The air was very cold and I huddled in my coat, arms wrapped tightly around against the chill. It was early February, and I was high up in the mountains of Turkey. The apartment was built onto the hillside, and the sleeping city fell down and away from my balcony in a bowl lit by twinkling lights beneath twinkling stars. Moonlight splashed over minarets giving an Arabian Nights flavor to the night. I was at eye level with the nearest minaret, maybe a quarter mile away to my right and down the side of the hill. I breathed in air smoky from the wood-burning stoves used to heat the neighboring homes and hinting at spices I had only heard of before; frankincense and myrrh.
And as I stood there - small beneath the moon and stars but high above this exotic and mysterious place - the clear, haunting, foreign song of the imam's morning call to prayers lifted softly to my ears. The soft chanting of that lone voice was soon joined by other voices from other mosques on the Scheherazade landscape, forming a Gregorian tapestry of echoed reverence in the still air. I lingered there, no longer feeling the cold, until the prayers echoed away mosque by mosque, leaving the smoke-brushed air humming; the memory hanging between the twinkling lights and the twinkling stars.

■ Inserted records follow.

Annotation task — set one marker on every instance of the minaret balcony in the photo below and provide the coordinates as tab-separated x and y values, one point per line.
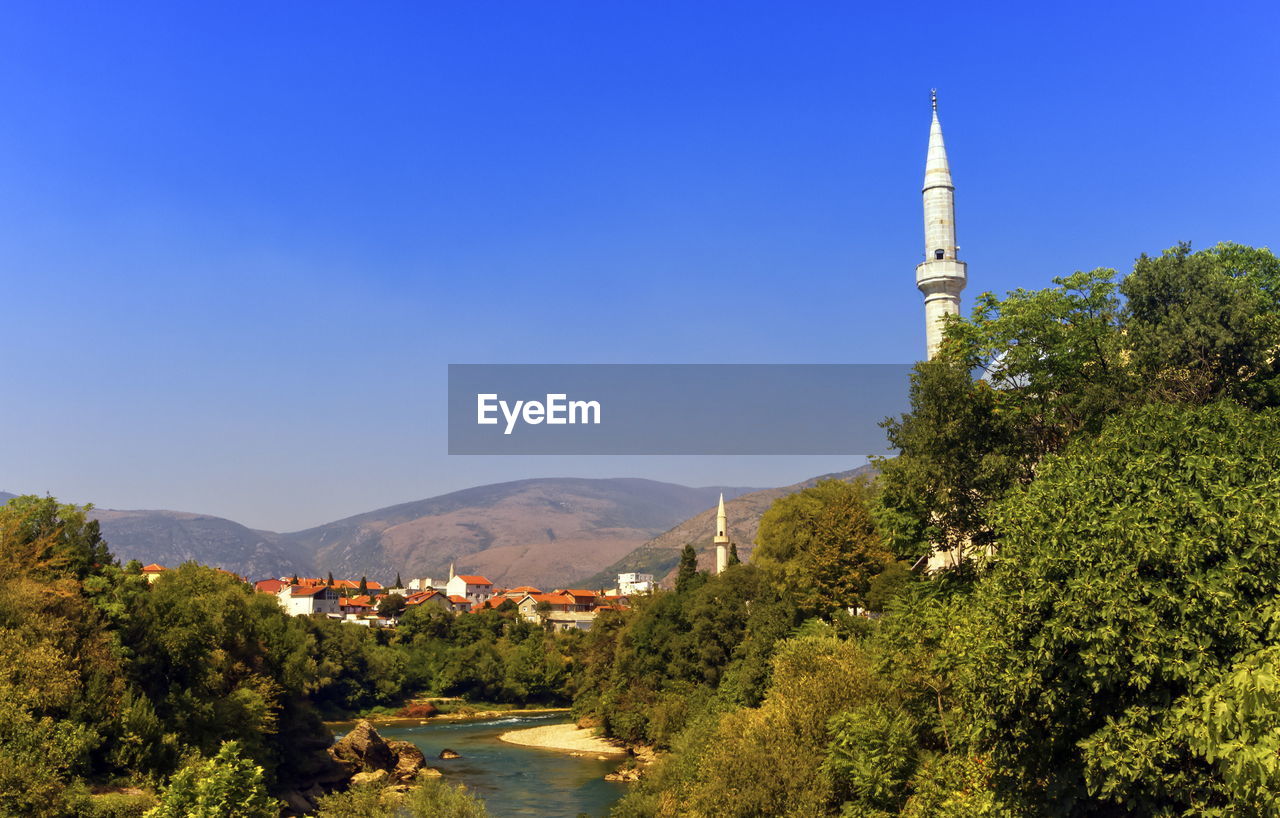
941	275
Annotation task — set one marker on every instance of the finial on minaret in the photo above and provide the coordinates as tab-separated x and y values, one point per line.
941	275
721	538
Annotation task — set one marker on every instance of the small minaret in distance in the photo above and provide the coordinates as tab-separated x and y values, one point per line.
941	275
721	538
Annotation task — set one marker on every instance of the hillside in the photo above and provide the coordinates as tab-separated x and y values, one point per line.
542	531
661	554
173	537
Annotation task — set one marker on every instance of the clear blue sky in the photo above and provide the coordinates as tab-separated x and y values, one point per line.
238	246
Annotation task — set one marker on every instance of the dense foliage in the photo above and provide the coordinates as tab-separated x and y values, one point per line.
1101	456
109	680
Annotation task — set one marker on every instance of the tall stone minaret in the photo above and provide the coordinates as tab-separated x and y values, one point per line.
941	277
721	538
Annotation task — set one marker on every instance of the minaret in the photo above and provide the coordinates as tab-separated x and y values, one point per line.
721	538
941	277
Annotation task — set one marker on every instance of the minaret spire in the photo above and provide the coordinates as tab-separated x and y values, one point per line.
942	275
721	539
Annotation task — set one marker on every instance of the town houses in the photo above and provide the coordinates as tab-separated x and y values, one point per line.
368	603
361	602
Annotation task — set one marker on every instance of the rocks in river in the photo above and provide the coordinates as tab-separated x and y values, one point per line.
408	761
624	773
365	754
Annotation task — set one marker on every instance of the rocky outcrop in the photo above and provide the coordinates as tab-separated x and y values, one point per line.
362	753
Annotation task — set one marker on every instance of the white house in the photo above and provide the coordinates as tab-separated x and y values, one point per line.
470	586
306	599
631	584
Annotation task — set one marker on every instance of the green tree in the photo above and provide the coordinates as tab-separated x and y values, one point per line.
686	575
48	539
391	606
823	544
1206	324
224	786
1130	575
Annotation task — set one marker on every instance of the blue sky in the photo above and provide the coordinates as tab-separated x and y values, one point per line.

God contrived extraordinary circumstances to put me in that moment - that balcony overlooking a strange, old city; to feel that night and hear that song. It was a gift He bestowed on me, and I don't know why. I think maybe, in a small way, I'm supposed to share it: I'm supposed to tell everyone that He loves all His children, whether they listen to the chimes of the Angelus, or the chant of the Imam.